Art
VILAJUIGA (Espagne) (AFP) - Utopie
délirante de Dali, un orgue alimenté par le vent va voir le
jour
Au sommet d'un château-fort en ruines dominant la plaine de
Catalogne, un "orgue de la tramontane" alimenté par le souffle
du vent va voir le jour en septembre 2004 pour fêter le
centenaire de Salvador Dali, le génie du surréalisme à
l'origine de cette idée.
Deux ans d'études ont été nécessaires aux ingénieurs de
l'université Ramon Llull de Barcelone pour conclure à la
faisabilité de cet instrument unique au monde, dont deux
prototypes ont déjà été testés avec succès en soufflerie.
"Nous allons construire le premier orgue surréaliste de
l'histoire!" s'enthousiasme Josep Puig, porte-parole des trois
entrepreneurs de l'Ampurdan, la région natale de Dali, qui ont
réuni un million d'euros pour rendre réel ce fantasme musical
pour le moins délirant.
C'est à la fin des années 1970 que Dali (1904-1989) avait
lancé l'idée d'un orgue géant alimenté par les rafales de
vent.
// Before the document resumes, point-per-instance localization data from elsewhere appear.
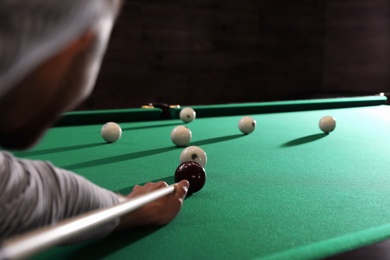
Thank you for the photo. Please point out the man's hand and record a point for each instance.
(158, 212)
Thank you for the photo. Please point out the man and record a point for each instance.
(50, 54)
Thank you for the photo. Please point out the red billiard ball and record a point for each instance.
(194, 173)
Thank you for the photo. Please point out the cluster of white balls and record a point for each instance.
(181, 135)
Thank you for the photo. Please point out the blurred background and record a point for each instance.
(227, 51)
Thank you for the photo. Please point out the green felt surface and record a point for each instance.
(287, 191)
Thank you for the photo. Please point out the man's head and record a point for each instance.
(50, 54)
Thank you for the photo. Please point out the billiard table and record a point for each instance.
(285, 191)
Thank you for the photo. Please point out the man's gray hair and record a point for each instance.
(31, 31)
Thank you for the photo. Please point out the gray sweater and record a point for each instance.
(35, 193)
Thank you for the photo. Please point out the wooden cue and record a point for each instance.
(33, 242)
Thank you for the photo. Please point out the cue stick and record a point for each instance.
(33, 242)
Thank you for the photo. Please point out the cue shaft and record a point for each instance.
(36, 241)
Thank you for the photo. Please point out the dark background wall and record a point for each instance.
(226, 51)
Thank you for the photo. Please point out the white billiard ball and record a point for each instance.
(247, 125)
(327, 124)
(111, 132)
(181, 135)
(195, 154)
(187, 115)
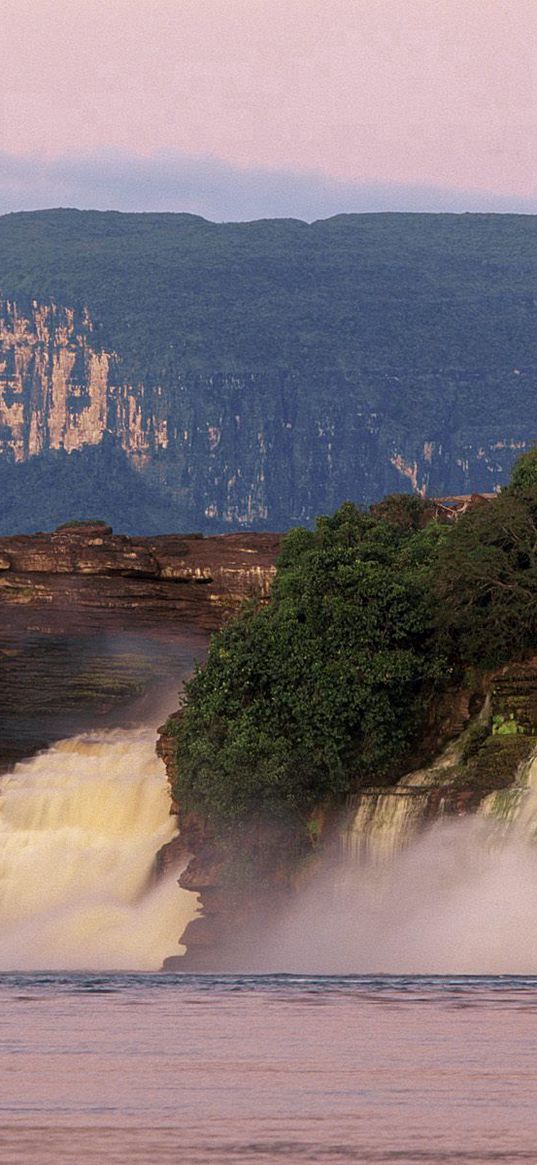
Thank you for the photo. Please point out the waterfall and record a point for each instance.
(79, 828)
(415, 890)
L'artiste voulait que les concerts d'orgue puissent être
écoutés de loin par les habitants de l'Ampurdan les jours où
soufflerait la tramontane, le furieux vent du nord auquel les
habitants de la région prêtent le pouvoir de rendre fou.
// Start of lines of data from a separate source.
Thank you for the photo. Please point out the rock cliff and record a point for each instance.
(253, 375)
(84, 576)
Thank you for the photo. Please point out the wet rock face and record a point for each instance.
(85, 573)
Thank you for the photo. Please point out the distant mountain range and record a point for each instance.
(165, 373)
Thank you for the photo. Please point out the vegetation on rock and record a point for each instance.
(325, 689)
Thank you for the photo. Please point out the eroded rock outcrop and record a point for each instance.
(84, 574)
"Dali était obsédé par la tramontane. Mais son idée d'orgue
se heurtait à des difficultés techniques comme l'irrégularité
du vent", explique M. Puig. Pour surmonter le problème,
l'équipe d'ingénieurs a mis au point un "accumulateur de
vent": la tramontane s'engouffrera dans l'orgue par une sorte
d'entonnoir, puis sera canalisée dans un régulateur de
pression avant d'être distribuée dans les quelque 500 tubes de
l'instrument.
L'organiste pourra ainsi jouer sans être gêné dans son élan
par les variations d'intensité du vent. Mais l'orgue pourra
aussi fonctionner tout seul, au gré des caprices de la
tramontane. Enfin, un système de ventilateurs est prévu pour
les jours de calme plat. Dans tous les cas de figure, les sons
seront sensiblement différents de ceux d'un orgue classique ou
baroque.
Restait à trouver le lieu idéal pour implanter
l'instrument. Les entrepreneurs ont donc acheté le
château-fort de Quermanço, une forteresse en ruines du 10e
siècle dans le village de Vilajuïga, près de Figueras. Perché
au sommet d'une butte et jouissant d'un superbe panorama sur
la Méditerranée et les Pyrénées, ce château a le double mérite
d'être fortement exposé à la tramontane et d'avoir été un des
lieux favoris de Salvador Dali.
Le peintre avait même essayé de l'acquérir pour l'offrir à
son épouse, Gala. Il envisageait de faire garder les lieux par
un rhinocéros domestique, un voeu que les promoteurs de
l'orgue ont d'ailleurs l'intention d'exaucer.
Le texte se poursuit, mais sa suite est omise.